What do I need to do to find all $4$ roots?

Answer 1

Your problem is that fixed point iteration only converges when the derivative of the right hand side is less than $1$ in absolute value. If you linearize the problem, the error is multiplied by the derivative of the RHS at each step. If that derivative is greater than $1$ in absolute value, you will get farther and farther from the root. The value of the derivative at $3.977$ is about $2.3$ You don't say what the fourth root is, but you started at $7$ and the derivative looks to be greater than $1$ there as well. A plot of the derivative from Alpha is below.

Answer 2

You ar looking for fixpoints of $g(x)=c\cdot f(x)-x$. It is not surprising that two of the four fixpoints intersect the diagonal $y=x$ from below, i.e., at a slope $g'(x)>1$. Such fixpoints are repelling and will take you further away with each iteration. Only fixpoints where $|g'(x)|<1$ can be found by iterating from a sufficientla close starting point.
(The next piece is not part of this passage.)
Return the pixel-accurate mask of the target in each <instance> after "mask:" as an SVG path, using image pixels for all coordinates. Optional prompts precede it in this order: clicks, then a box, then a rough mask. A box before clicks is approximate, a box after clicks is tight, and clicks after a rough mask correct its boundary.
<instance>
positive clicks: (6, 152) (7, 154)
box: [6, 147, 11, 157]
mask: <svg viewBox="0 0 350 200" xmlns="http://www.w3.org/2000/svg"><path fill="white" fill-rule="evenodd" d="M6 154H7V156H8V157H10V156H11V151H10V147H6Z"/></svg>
The solution is to try different $c$, not only (as you did) $c=\frac1{15}$. What change to $c$ could make the graph of $g$ make the diagonal intersect from above instead?

Answer 3

That's the problem with fixed point iteration: $$g(r+\epsilon)\approx g(r)+\epsilon g^{\prime}(r)$$ So that if $\left|g^{\prime}(r)\right|>1$, successive iterations will grow away from the root. You were prescribed a fixed point iteration to use, so how do you make it work in this face of this adversity? A little analysis of the problem can help: if $x_0=r+\epsilon$, then $x_1\approx r+\epsilon g^{\prime}(r)$ and $x_2\approx r+\epsilon \left(g^{\prime}(r)\right)^2$. Then $$\frac{\left|x_2-x_1\right|}{\left|x_1-x_0\right|}\approx\left|g^{\prime}(r)\right|$$ And we know that if $\left|g^{\prime}(r)\right|>1$ we are in trouble. But in this case, $$\epsilon\approx\frac{\left(x_1-x_0\right)^2}{x_2-2x_1+x_0}$$ So we can subtract this from $x_0$ and hope to approach $r$. Here is my matlab function:

% fixpoint.m

function x2 = fixpoint(f,x0);

quad = 0;
linear = 0;
x1 = f(x0);
err = 1;
calls = 1;
while abs(err) > 1.0e-10,
    x2 = f(x1);
    calls = calls+1;
    if abs(x2-x1) > abs(x1-x0),
        err = (x1-x0)^2/(x2-2*x1+x0);
        x0 = x0-err;
        x1 = f(x0);
        calls = calls+1;
        quad = 1;
    else
        err = x2-x1;
        x0 = x1;
        x1 = x2;
        linear = 1;
    end
end
x2 = x0;
if quad,
    fprintf('Quadratic method was used\n');
end
if linear,
    fprintf('Linear method was used\n');
end
fprintf('calls = %d\n',calls);

And my script that drives it:

% fixtest.m

f = @(x) x.^2/15+7/15*x-2/3*cos(2*x)+1;
for x = [2.4 3.9 5.4 6.8],
    y = fixpoint(f,x);
    fprintf('%f %13.11f\n',x,y);
end

And the output:

>> fixtest
Linear method was used
calls = 33
2.400000 2.42974456196
Quadratic method was used
calls = 9
3.900000 3.97704805536
Linear method was used
calls = 11
5.400000 5.57154144613
Quadratic method was used
Linear method was used
calls = 10
6.800000 6.72106227846

Note that fixpoint.m always detected whether $\left|g^{\prime}(r)\right|>1$ correctly right off the bat so there was never any switching between the linear and quadratic methods. Now, if $g^{\prime}(r)=1$ I would still have been toast...